The trip was a precious time with the Lord and with our community! I have never experienced anything quite like it before. The Bible talks about taking a Sabbath and prioritizing times of rest....I have never been very good at this or understood it fully looking at it with my Western mindset about what really is restful. Last week, I had a small taste of what it is to rest in the Lord and I am addicted! The first full day at the park the rest of the team went on a hike and I stayed back by myself at camp. I prayed, read the Word and journalled. I sat before the Lord amidst the vast and varied creation and marveled at who He is and just soaked Him in and let go of so much worry and junk that I have been holding onto. The many different kinds of birds, the butterflies of every size and color, the monkeys, the lizards, the rushing river and the enormous trees all around me were pulsing with His glory and His power. All of it, held together in His hand and yet He is in my heart speaking to it and refreshing it...bringing new life to dry places. The Lord has been teaching me over the past months about what it means know Him not only as my Beloved and my Companion but as my King. I have been asking Him to teach me holy fear of who He is and the honor He deserves. I think I often loose sight of this because I focus so much on the relational aspect of His character. I feel like He started answering my prayer on this trip. I had a deep revelation that first night sitting under a full African moon watching dark and powerful clouds filling the bottom half of the sky with thunder and lightening of how 'other' He is. He is unlike anything I could imagine and anything I have thought before. I just sat out there under the light of the moon and the occasional lightening and marveled at how big He is....Africa is a good place to learn this lesson. Everything seems brighter and bigger here. The week was full of His sweet presence. I had a really challenging talk with Faye during our time there and it has given me a lot to think about in terms of what is to come next in my life. We had some quite contemplation time and a lot of time to be alone with our thoughts and the Lord and to process through a lot of the things we have seen and experienced so far. We were gone a long time and so I can't possibly dig into all that I learned in our time away. I have shared a little and I am sure more will come out in the future. :)
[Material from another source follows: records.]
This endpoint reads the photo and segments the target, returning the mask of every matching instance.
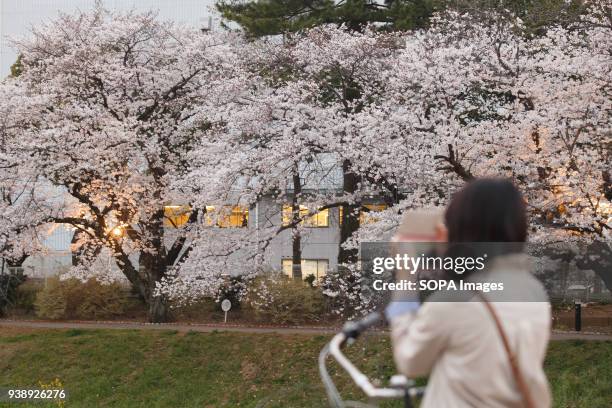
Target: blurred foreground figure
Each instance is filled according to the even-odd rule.
[[[468,184],[453,197],[444,221],[449,246],[513,243],[510,250],[491,256],[483,273],[487,279],[510,275],[521,290],[546,299],[522,253],[521,243],[527,238],[525,202],[512,183],[480,179]],[[407,229],[400,230],[396,241],[410,235]],[[441,236],[435,225],[429,231]],[[550,336],[549,303],[489,302],[489,294],[469,294],[451,302],[434,293],[422,305],[414,298],[400,306],[393,302],[387,310],[398,370],[412,378],[429,375],[421,406],[549,407],[542,368]]]

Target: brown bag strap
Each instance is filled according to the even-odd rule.
[[[518,366],[518,362],[516,360],[516,355],[512,352],[510,348],[510,342],[508,341],[508,337],[506,336],[506,332],[502,327],[501,321],[495,313],[493,306],[489,303],[487,298],[481,293],[477,292],[478,296],[482,299],[482,303],[485,305],[489,314],[493,318],[495,322],[495,326],[497,327],[497,331],[499,336],[501,337],[502,343],[504,344],[504,348],[506,349],[506,354],[508,355],[508,361],[510,362],[510,367],[512,369],[512,375],[514,376],[514,380],[516,381],[516,385],[518,386],[519,392],[523,397],[523,403],[526,408],[536,408],[536,405],[531,397],[531,393],[529,392],[529,387],[527,386],[527,382],[521,373],[521,370]]]

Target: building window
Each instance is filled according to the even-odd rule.
[[[367,208],[363,210],[363,208]],[[359,212],[359,224],[371,224],[378,221],[378,218],[373,213],[386,210],[388,208],[387,204],[363,204],[361,206],[362,210]],[[338,207],[338,217],[339,224],[342,225],[342,207]]]
[[[329,261],[327,259],[302,259],[302,278],[314,275],[317,280],[322,279],[327,274]],[[282,260],[283,273],[293,277],[293,261],[291,259]]]
[[[325,228],[329,227],[329,210],[321,210],[311,216],[308,216],[310,209],[304,205],[300,205],[300,225],[309,228]],[[283,205],[283,225],[291,224],[292,210],[289,204]]]
[[[191,207],[188,205],[166,205],[164,206],[164,227],[180,228],[187,224]]]
[[[249,209],[239,205],[215,207],[206,206],[204,223],[220,228],[245,228],[249,225]]]

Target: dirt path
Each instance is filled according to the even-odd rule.
[[[331,334],[338,331],[333,327],[266,327],[238,326],[223,324],[151,324],[136,322],[47,322],[33,320],[0,319],[0,327],[23,327],[30,329],[123,329],[123,330],[176,330],[210,333],[229,331],[239,333],[278,333],[278,334]],[[553,331],[553,340],[603,340],[612,341],[612,335],[586,332]]]

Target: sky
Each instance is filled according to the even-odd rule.
[[[214,13],[215,0],[103,0],[109,9],[156,10],[162,19],[201,27],[208,26],[214,15],[213,28],[218,25]],[[0,0],[0,77],[10,73],[17,59],[9,38],[27,35],[30,28],[42,21],[52,20],[58,12],[74,12],[93,8],[95,0]]]

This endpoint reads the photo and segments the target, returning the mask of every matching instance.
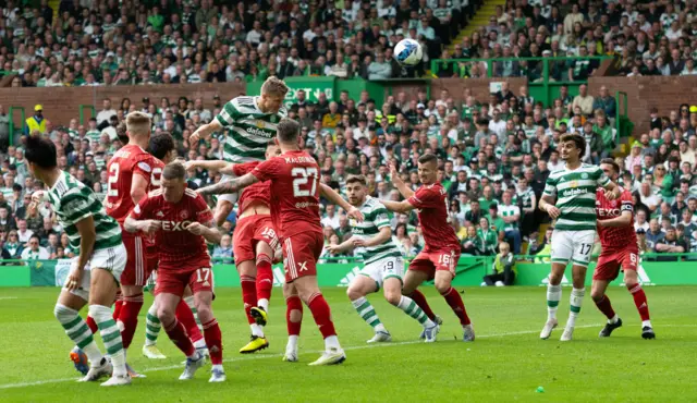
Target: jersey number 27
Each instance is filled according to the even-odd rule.
[[[316,196],[317,193],[317,168],[293,168],[293,196],[308,197]],[[308,182],[311,182],[308,183]]]

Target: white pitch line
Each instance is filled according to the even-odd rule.
[[[603,323],[596,323],[596,325],[582,325],[582,326],[577,326],[576,329],[584,329],[584,328],[596,328],[599,326],[602,326]],[[688,328],[688,327],[697,327],[697,325],[659,325],[659,328]],[[509,337],[509,335],[519,335],[519,334],[534,334],[534,333],[538,333],[539,330],[522,330],[522,331],[511,331],[511,332],[503,332],[503,333],[494,333],[494,334],[481,334],[481,335],[477,335],[477,339],[491,339],[491,338],[504,338],[504,337]],[[403,341],[403,342],[396,342],[396,343],[376,343],[376,344],[367,344],[367,345],[351,345],[347,347],[344,347],[345,351],[352,351],[352,350],[367,350],[367,349],[382,349],[382,347],[392,347],[392,346],[399,346],[399,345],[409,345],[409,344],[424,344],[424,341]],[[304,354],[318,354],[318,353],[322,353],[321,351],[306,351],[306,352],[302,352],[299,353],[301,355]],[[266,359],[266,358],[280,358],[282,357],[283,354],[255,354],[252,356],[247,356],[247,357],[239,357],[239,358],[225,358],[223,359],[223,362],[225,363],[232,363],[232,362],[241,362],[241,361],[256,361],[256,359]],[[162,370],[171,370],[171,369],[181,369],[182,365],[169,365],[166,367],[155,367],[155,368],[147,368],[145,370],[142,370],[142,374],[148,374],[148,373],[158,373],[158,371],[162,371]],[[70,381],[76,381],[77,378],[62,378],[62,379],[46,379],[46,380],[37,380],[37,381],[33,381],[33,382],[20,382],[20,383],[5,383],[5,384],[0,384],[0,389],[13,389],[13,388],[25,388],[25,387],[33,387],[33,386],[38,386],[38,384],[47,384],[47,383],[62,383],[62,382],[70,382]]]

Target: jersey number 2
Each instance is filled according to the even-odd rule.
[[[317,168],[293,168],[293,196],[307,197],[315,196],[317,192]],[[311,187],[308,183],[311,181]],[[310,187],[309,190],[307,187]]]

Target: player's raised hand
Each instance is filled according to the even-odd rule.
[[[186,227],[186,231],[193,233],[194,235],[201,235],[204,233],[204,225],[199,222],[192,222]]]
[[[77,290],[82,284],[82,279],[83,279],[83,270],[80,270],[80,269],[71,270],[70,274],[68,274],[68,278],[65,279],[65,288],[70,291]]]
[[[358,222],[363,222],[363,212],[358,210],[356,207],[351,207],[348,211],[346,211],[346,216],[355,219]]]
[[[561,210],[559,208],[557,208],[555,206],[548,205],[547,206],[547,213],[549,215],[549,217],[552,218],[552,220],[557,220],[559,218],[559,215],[561,215]]]
[[[145,220],[143,223],[143,228],[140,231],[145,232],[148,235],[151,235],[159,231],[162,228],[162,221],[158,220]]]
There are too many highlights and not enough time to do them all justice. I will share with you a little of what I hope never to forget about our time there: the sweet revealations and rest in the Lord that I discovered, the beautiful Blue Plantain Eaters (you should look them up online....they are AMAZING), the myriad of butterflies everywhere, the evening of running and screaming from the attacking ants (they are vicious little suckers and show NO mercy), the monkeys that hung out around our camp, our evening hike through the bush to find elephants (which we didn't find...we found elephant poop that was a day old but no elephants. It was still cool to see where they had been and trees that hey had knocked over. And it was pretty darn cool to walk into the bush with vines grabbing at your feet and a man in front of you hacking a path with a machete!), our trip to see the hippos (they are big animals to be sharing the water with!), the black scorpion that walked between my legs when I was sitting on the edge of the road and the drive into and out of the park through village after village. Kids running out and screaming 'abpoto, abpoto' and waving, the drying peppers on the ground and all the little baby goats romping and playing. I cannot tell you enough how much I love these people. They are just amazing and beautiful. The village kids that came to visit us in our camp were priceless! If my camera had not been ruined, I would be posting pics of them right now. Which I guess that is one not so good thing....my digital camera got wet, so no more BubbleShare. I am bummed but it is just a thing and I have my other camera with me. So, I have to go now but that is a little bit of how great our trip was and how thankful I am that I went.